Leann’s laboratory is undertaking molecular and biochemical studies that underpin the development of new antimalarial drugs.
Leann is a user of the Bio21 Institute Ian Holmes Imaging Centre and the Mass Spectrometry and Proteomics Facility.
Group Members
Group Head
Professor Leann Tilley
Postdoctoral Fellow
Stanley Xie
Con Dogovski
Research Assistant
Chiawei Tai
Graduate student
Nutpakal Ketprasit
Biography
Professor Leann Tilley
Email: ltilley [at] unimelb.edu.au
Ph: +61 3 8344 2227
Leann Tilley is Redmond Barry Distinguished Professor Emeritus of Biochemistry and Pharmacology. Leann obtained her BSc (Hons) in Biochemistry from The University of Melbourne, and her PhD in Biochemistry from the University of Sydney. After postdoctoral fellowships at Utrecht University in the Netherlands, the College de France in Paris and at The University of Melbourne, she joined the Biochemistry Department at LaTrobe University.

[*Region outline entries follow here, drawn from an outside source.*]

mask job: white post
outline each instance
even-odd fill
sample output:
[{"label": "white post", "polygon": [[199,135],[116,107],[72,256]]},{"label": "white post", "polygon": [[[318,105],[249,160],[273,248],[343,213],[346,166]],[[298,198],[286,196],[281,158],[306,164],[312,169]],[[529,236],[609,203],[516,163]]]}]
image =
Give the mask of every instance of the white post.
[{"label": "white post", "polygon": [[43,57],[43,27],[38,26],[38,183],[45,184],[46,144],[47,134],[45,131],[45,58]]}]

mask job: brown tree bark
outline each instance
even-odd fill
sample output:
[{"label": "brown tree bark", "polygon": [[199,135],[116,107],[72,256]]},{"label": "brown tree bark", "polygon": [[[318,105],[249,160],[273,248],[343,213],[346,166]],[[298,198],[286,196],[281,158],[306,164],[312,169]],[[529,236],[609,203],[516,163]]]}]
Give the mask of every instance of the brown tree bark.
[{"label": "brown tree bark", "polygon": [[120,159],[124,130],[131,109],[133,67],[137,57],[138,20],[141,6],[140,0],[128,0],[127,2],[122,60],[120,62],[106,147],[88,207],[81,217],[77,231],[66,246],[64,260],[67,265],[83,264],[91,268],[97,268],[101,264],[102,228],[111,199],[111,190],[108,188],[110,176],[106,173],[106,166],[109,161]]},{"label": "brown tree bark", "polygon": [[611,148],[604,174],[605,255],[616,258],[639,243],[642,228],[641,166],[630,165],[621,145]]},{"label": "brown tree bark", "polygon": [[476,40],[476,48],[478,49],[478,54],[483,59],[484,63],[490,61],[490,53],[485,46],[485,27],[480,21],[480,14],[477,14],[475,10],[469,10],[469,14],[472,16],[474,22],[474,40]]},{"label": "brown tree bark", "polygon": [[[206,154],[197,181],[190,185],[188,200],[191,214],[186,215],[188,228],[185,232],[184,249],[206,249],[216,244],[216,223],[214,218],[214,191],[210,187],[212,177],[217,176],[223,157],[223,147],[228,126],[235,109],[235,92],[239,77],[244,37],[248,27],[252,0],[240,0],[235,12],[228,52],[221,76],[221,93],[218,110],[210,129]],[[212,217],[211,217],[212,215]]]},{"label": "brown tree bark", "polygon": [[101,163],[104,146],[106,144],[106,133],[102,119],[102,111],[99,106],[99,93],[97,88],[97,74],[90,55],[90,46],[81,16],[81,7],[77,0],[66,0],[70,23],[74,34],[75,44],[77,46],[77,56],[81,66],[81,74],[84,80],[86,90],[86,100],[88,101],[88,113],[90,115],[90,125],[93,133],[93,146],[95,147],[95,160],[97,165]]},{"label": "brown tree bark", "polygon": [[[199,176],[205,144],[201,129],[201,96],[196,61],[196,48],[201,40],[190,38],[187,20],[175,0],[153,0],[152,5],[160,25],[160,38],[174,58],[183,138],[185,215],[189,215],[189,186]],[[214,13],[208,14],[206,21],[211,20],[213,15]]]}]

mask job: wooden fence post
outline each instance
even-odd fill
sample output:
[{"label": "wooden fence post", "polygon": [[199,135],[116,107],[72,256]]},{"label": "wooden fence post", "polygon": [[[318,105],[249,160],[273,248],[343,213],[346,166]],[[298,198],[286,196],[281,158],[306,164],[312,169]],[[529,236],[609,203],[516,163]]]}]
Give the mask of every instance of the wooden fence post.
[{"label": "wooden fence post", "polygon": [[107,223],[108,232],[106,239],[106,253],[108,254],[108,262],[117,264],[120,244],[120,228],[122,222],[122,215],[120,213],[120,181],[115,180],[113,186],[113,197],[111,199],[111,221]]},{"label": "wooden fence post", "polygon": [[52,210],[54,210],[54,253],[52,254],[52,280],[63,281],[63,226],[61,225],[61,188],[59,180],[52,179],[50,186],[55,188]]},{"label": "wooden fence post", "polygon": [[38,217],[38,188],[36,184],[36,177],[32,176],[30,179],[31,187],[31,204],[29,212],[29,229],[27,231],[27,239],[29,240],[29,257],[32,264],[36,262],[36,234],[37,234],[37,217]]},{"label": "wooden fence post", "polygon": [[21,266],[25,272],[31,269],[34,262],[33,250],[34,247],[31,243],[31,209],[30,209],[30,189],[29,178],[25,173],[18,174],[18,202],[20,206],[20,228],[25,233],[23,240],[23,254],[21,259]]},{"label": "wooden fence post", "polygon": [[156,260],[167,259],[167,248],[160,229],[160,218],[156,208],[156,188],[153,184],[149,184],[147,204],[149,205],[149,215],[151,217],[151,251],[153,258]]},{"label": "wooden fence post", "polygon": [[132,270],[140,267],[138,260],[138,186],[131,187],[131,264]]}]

In July 2011, she returned to the Department of Biochemistry and Molecular Biology at The University of Melbourne.
Professor Tilley has held an ARC Australian Professorial Fellowship and a Georgina Sweet Australian Laureate Fellowship. Her work has been recognised by the award of the Bancroft-Mackerras Medal from the Australian Society for Parasitology (2010), the Beckman Coulter Discovery Award of the Australian Society for Biochemistry and Molecular Biology (2011), a Redmond Barry Distinguished Professorship (2016), a Eureka Prize for Infectious Diseases Research (2016) an Australian Society for Biophysics Bob Robertson Award (2017), a Fellowship of the Australian Society for Parasitology (2018), a Lorne Proteins Sidney Leach Medal (2022), a Lemberg Medal of the Australian Society for Biochemisty and Molecular Biology (2022) and an EMBL BioMalPar LIfetime Achievement Award (2023).
Leann embraces a large range of technologies from drug and protein chemistry to molecular cell biology and novel imaging technologies. She is assisted by collaborations with experts from other disciplines, ranging from molecular parasitologists to synthetic organic chemists and structural biologists.
Leann served as Deputy Director and Director of the ARC Centre of Excellence for Coherent X-ray Science (CXS) (2006-2014). This Centre brought physicists, chemists and biologists together to develop fundamentally new approaches to probing biological structures and processes. It received international acclaim for its cross-disciplinary and cross-institutional work and its contributions to the development of novel imaging techniques.
Leann is Convenor of Biomolecular Horizons 2024 Congress to be held in Melbourne, October 2024.